Extracting Configuration and Secrets

Any application, independent of its dimension, will have configuration parameters. By looking at the application we’ve been building previously, even if we look at the simplest version of them all—the Hello World web server—we’ll find configuration values, such as the port value.

It’s also not a coincidence that we’re sending a full object called configuration inside the createServer function, the function that starts up the web server. At the same time, we also have a couple of values that we know should be secret in the application. They’re currently living in the code base because it’s been working for our purpose (which is learning), but we want to change it.

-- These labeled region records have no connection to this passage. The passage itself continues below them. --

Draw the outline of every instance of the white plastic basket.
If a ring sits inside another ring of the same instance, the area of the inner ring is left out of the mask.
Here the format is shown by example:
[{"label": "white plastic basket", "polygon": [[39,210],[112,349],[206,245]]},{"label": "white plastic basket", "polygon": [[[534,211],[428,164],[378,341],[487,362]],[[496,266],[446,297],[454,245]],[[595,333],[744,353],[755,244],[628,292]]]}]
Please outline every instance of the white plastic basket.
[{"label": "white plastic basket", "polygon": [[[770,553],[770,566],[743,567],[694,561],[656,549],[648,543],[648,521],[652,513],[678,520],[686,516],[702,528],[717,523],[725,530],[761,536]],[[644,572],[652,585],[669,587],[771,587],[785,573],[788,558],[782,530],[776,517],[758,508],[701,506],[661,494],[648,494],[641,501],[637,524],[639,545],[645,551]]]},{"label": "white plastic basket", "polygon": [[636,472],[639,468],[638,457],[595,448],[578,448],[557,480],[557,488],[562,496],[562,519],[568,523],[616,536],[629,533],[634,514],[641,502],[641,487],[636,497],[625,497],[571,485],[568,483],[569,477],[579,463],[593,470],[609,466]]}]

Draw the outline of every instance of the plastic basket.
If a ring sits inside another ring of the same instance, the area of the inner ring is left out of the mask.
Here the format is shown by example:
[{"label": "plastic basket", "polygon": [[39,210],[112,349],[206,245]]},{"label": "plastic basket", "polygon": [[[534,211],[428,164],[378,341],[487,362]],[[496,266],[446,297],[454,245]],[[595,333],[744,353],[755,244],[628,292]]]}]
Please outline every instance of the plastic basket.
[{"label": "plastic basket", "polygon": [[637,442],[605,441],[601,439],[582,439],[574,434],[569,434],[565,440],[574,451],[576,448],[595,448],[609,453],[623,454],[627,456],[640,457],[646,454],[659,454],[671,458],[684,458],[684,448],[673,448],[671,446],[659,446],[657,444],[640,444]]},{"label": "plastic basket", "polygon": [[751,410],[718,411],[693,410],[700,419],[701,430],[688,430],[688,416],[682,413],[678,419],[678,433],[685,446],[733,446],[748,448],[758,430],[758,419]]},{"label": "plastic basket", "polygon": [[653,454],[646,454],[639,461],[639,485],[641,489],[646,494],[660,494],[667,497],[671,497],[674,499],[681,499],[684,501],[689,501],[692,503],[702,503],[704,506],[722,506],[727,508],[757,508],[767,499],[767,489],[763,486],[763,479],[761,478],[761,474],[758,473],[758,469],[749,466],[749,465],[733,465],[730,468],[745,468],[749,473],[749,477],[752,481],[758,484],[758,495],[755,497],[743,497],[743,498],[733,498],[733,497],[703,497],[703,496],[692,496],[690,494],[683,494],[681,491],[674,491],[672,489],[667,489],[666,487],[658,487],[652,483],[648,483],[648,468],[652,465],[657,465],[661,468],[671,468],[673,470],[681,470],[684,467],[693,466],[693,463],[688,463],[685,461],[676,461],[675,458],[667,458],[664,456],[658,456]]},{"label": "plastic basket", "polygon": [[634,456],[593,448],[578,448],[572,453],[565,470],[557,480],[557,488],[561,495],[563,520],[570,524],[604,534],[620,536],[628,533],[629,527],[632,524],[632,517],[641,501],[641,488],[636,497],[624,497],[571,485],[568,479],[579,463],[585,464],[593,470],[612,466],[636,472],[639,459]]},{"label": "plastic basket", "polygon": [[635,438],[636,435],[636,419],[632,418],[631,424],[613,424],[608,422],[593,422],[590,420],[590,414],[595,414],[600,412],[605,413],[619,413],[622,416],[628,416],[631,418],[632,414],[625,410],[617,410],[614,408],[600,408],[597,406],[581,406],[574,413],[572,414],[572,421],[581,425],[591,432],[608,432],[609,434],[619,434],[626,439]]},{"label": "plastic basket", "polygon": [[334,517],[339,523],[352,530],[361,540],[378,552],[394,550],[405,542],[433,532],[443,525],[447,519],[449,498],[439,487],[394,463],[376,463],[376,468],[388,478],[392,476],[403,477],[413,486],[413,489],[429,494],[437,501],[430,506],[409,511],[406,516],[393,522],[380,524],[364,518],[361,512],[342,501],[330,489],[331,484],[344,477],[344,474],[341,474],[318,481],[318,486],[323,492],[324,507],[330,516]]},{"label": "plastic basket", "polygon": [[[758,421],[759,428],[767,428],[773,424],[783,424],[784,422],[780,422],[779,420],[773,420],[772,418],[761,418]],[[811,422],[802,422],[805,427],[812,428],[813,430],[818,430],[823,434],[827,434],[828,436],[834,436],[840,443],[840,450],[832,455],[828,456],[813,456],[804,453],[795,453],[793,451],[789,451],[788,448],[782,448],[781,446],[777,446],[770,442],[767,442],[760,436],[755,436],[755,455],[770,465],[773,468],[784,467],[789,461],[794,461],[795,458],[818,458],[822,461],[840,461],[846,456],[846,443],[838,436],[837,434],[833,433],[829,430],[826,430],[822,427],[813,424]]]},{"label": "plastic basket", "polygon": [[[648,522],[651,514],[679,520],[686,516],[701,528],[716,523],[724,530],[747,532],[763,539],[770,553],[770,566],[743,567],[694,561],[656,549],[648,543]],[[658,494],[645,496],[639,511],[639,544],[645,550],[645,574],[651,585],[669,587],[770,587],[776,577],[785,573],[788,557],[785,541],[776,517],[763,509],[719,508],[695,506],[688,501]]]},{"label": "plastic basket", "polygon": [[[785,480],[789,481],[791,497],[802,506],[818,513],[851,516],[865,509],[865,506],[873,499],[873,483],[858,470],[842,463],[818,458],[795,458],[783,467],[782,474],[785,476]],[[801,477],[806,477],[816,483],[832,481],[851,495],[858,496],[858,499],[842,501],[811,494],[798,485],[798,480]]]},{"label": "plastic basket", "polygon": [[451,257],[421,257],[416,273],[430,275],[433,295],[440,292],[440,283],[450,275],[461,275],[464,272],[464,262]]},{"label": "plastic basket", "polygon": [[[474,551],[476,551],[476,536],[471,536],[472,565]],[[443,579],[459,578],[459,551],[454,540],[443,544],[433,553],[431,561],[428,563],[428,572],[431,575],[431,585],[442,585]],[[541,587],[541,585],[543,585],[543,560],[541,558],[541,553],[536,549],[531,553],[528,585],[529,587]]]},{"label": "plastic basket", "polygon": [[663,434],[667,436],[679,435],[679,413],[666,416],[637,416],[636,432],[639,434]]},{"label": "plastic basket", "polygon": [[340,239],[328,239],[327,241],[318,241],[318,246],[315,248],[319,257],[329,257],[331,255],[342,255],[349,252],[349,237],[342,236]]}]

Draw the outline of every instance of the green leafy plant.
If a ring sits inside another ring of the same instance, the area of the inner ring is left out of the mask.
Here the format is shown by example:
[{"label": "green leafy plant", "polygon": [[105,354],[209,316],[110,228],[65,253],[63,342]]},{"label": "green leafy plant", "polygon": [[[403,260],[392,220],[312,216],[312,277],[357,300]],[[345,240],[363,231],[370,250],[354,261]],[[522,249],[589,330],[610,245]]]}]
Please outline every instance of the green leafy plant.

We’re thinking of things such as the JWT encryption keys or the MongoDB credentials. Those are definitely not things we want to check out into our version control system. This is what this lesson is about.

We’ll be looking at the configuration values and the secrets currently living in the code base. We’ll extract them so that they can be kept a secret and only passed to the application when it runs. Doing this process can be a tough job when we have an application in which the configuration values are scattered across multiple modules and files. However since we’re following some architecture best practices and thinking about keeping the code decoupled and configurable, we made our lives a little easier.

By having a look at src/index.ts, we can confirm that all the configuration values and secrets we’re using are living there. This means that all the other modules are not aware of the configuration, and that’s how it should be.

We’ll be doing this “migration” in two phases. First, we’ll extract all the configuration values into a configuration module, and then we’ll extract the secrets.